Version columns based on ingestion time instead of source-of-truth time. Covered above in "Designing the version column" — worth repeating here because it's genuinely easy to get backwards: the column has to answer "which of these represents the newer real-world state," not "which one ClickHouse saw more recently."
Summary
ReplacingMergeTree trades immediate correctness for ingestion simplicity: duplicate rows sharing a sorting key get collapsed down to one, keeping whichever has the greatest value in the version column — but only during a background merge, on ClickHouse's own schedule, not on your query's. That makes the central judgment call whether a workload can tolerate an eventual-consistency window between "duplicate inserted" and "duplicate merged away." Upstream deduplication is the strongest option when it's achievable, because it removes the problem before ClickHouse ever sees it. Query-time deduplication (FINAL, or an explicit argMax/GROUP BY on a plain MergeTree) is the strongest option when a query needs a guarantee that holds at every instant, at the real cost of doing dedup work on every read rather than once, in the background. ReplacingMergeTree itself is the right choice when duplicates are a real but tolerable fact of a pipeline's life — the classic fit is a change-data-capture stream with at-least-once delivery and its own well-defined version ordering — and the classic mistake is treating its eventual dedup as an always-true guarantee, whether that shows up as confusion over duplicate rows right after insert or as a genuine correctness bug in a query that needed a same-instant answer.
Quiz
1. A table uses ReplacingMergeTree(updated_at).
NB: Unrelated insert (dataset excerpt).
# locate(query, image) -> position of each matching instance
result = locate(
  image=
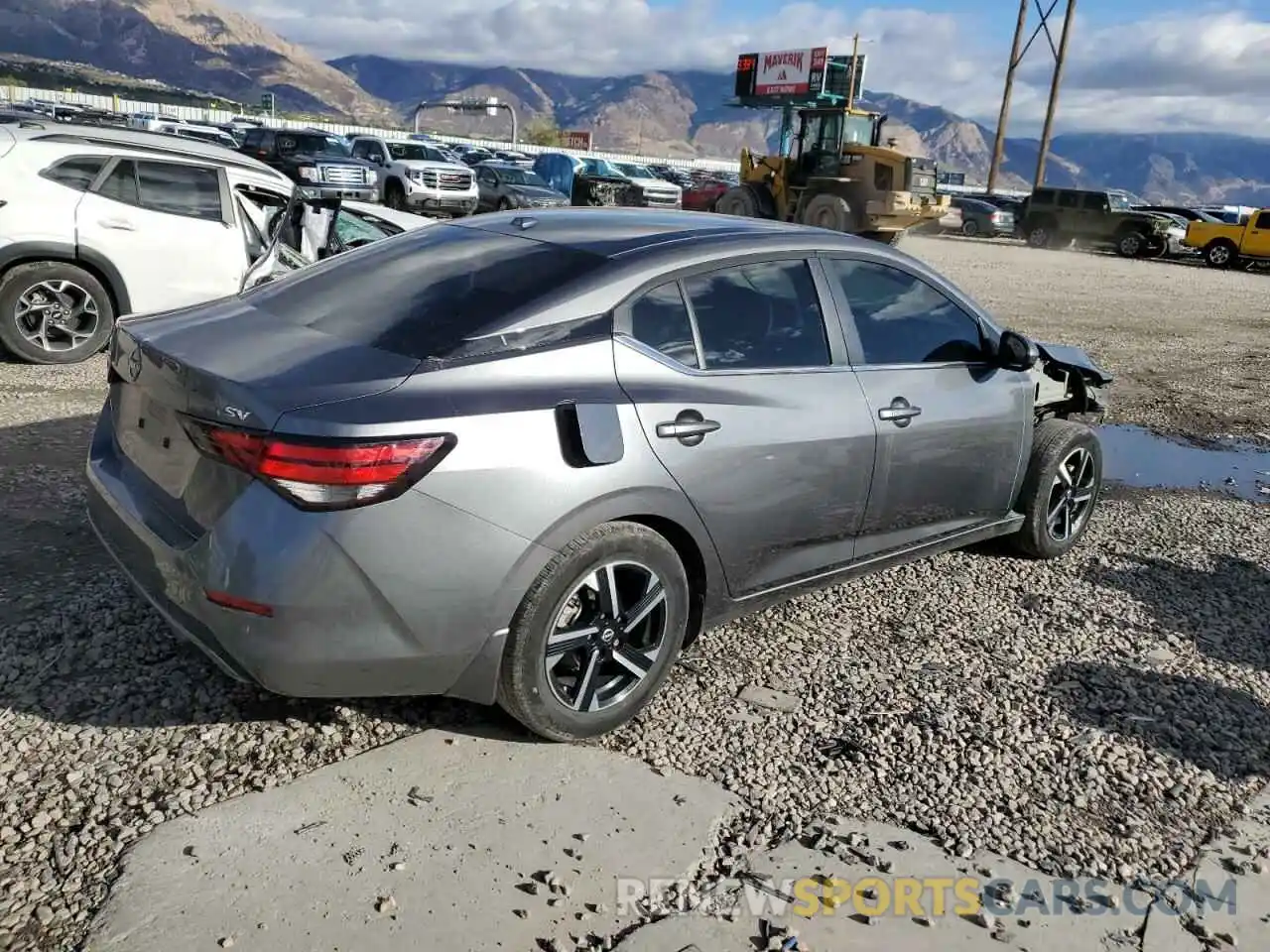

Immediately after inserting a duplicate row (same sorting key, newer updated_at), a plain SELECT * still shows both the old and new row. What's the most likely explanation?
2. Why does using FINAL on every query against a high-write-volume ReplacingMergeTree table risk becoming a real operational problem, even though it guarantees correct, deduplicated results?
3. A team sets a ReplacingMergeTree's version column to the DateTime the row was inserted into ClickHouse, rather than a timestamp from the source system. What problem does this risk?
4. A team is choosing between ReplacingMergeTree and upstream deduplication (preventing duplicates before they're ever inserted). Under what condition is upstream deduplication clearly the stronger choice, if it's achievable?
5. A dashboard query needs an absolute guarantee that it never shows a stale, superseded row, even momentarily, and the team wants to avoid depending on ClickHouse's merge timing at all. Which approach best satisfies this, independent of engine internals?